Based on this and your statement that you must use one or the other you should consider the RC4 implementation only if the CPU cost of TripleDES makes it unrealistic to implement in your environment or the low level of security provided by RC4 is still considerably higher than your requirements specify.
I should also point out that systems exist which are empirically better in all areas than RC4 and TDES.
The eSTREAM project is evaluating various stream cyphers in the order of 5 or less cycles per byte though the cryptanalysis work on them is not really complete.
Many faster, stronger block cyphers exist to compete with TDES. AES is probably the best known, and would be a candidate since it is of comparable (if not better) security but is much faster.

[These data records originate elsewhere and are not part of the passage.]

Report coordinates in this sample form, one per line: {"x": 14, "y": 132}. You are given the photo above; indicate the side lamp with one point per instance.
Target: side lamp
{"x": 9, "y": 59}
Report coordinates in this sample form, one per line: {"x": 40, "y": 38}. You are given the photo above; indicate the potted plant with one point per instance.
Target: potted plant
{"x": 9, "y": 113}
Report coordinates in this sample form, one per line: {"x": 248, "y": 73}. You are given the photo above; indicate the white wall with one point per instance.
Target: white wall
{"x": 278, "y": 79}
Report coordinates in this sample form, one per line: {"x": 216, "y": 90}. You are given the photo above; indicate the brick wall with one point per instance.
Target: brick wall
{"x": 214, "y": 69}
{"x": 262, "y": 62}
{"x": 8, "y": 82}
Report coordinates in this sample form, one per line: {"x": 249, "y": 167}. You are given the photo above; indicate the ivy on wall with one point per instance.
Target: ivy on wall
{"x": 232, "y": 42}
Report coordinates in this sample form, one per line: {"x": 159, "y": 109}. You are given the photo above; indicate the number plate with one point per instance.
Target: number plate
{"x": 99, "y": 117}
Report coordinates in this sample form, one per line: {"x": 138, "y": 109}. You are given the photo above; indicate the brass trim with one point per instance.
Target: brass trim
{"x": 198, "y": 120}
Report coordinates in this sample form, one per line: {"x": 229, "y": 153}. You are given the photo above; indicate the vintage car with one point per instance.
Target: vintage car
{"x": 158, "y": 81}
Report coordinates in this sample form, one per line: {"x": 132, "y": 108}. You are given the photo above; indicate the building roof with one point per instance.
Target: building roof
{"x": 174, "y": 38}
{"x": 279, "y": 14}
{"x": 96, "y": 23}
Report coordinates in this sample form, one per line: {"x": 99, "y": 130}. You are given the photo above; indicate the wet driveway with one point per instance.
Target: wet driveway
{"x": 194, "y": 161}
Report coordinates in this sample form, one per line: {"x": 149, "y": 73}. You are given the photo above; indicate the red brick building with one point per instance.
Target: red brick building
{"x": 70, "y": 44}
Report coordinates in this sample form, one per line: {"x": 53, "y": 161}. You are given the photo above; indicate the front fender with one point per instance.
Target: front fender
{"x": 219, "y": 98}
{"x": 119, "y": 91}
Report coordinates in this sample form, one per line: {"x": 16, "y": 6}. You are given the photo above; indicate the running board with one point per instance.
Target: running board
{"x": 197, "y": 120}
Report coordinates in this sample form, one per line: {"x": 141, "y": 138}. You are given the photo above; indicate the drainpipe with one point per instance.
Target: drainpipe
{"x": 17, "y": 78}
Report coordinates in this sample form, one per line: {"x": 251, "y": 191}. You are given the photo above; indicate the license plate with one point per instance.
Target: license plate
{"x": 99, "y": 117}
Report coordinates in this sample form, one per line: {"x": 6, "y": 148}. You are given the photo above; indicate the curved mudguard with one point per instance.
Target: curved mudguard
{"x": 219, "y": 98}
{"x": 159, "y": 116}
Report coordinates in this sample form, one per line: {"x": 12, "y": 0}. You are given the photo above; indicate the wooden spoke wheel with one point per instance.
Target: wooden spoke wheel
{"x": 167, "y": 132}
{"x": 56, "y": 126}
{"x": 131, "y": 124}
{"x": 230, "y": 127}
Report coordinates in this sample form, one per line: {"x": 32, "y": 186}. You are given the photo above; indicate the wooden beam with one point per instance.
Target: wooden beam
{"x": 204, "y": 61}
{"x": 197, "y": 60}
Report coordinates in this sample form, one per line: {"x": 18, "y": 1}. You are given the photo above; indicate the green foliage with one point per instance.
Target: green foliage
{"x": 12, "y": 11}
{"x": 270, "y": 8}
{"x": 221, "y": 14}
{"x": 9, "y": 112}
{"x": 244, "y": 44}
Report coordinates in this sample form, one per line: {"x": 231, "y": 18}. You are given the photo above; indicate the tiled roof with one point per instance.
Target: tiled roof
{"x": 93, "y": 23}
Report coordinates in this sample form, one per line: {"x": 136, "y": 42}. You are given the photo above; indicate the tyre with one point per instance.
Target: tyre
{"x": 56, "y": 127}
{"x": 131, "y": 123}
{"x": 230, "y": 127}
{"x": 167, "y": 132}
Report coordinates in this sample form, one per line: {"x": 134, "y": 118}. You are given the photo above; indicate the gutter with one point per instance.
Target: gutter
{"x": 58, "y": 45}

Sorry - triple DES is no longer considered best practices. AES is simply a better algorithm so if you can use it then you should. For an easy implementation, go here.
I strongly suggest that you learn more by reading up on TDES on Wikipedia. The money quote is:
"TDES is slowly disappearing from use,
largely replaced by the Advanced
Encryption Standard (AES)."
RC4 is, honestly, just not an acceptable option for any application where security is important.
Agreed -- DES is largely outdated, so unless there is a good reason to use it, go with AES. If that's not an option, TDES would be the better choice, unless you're dealing with streaming data (ie, data which cannot be broken into blocks), then RC4 is the way to go (out of the given options).
Of course, I feel like I should mention... Cryptography is really, really hard to get right, and even the strongest algorithm can be broken easily if you get something even a little wrong (see, eg, older Kerberos or WEP).
This might not be the most informative answer, but during my 4 year employment term with a very large telco, Triple DES was the encryption standard for all sensitive applications, others were simply not allowed. It was Triple DES or the application does not go live. Hope that helps.
Both are secure, well... enough. RC4 is faster so if that's important to you...
After reading other peoples answers (which are all correct), it's clear that it really depends on your context. There are so many other questions that could influence your decision. If it just needs to be fool proof, if it's not really something sensitive and you have a lot of data and speed is the factor, go for RC4.
Otherwise, if you need something a bit more secure and easier to implement or as you say "tougher to screw up" :) then go for 3DES, which is, as far as I remember, secure enough (!) till 2020-2030, or something like that.
Are those your only two options? If you can use AES (also known as Rijndael) then use it instead. DES is slow, and now considered obsolete (AES is the replacement for it).
RC4 sucks, don't use it. It's a stream cipher but you can use a block cipher instead, just pad the final block of data (Google PKCS#5 padding scheme).
Lately I've only seen DES being used in embedded devices (firmware), because the implementation is simple and it uses very little memory. Even in JavaME you can use AES.
One factor in deciding between 3DES and RC4 is language support. Java doesn't natively support RC4 and you would need to grab an open source library such as BouncyCastle to implement. MS doesn't have this same challenge.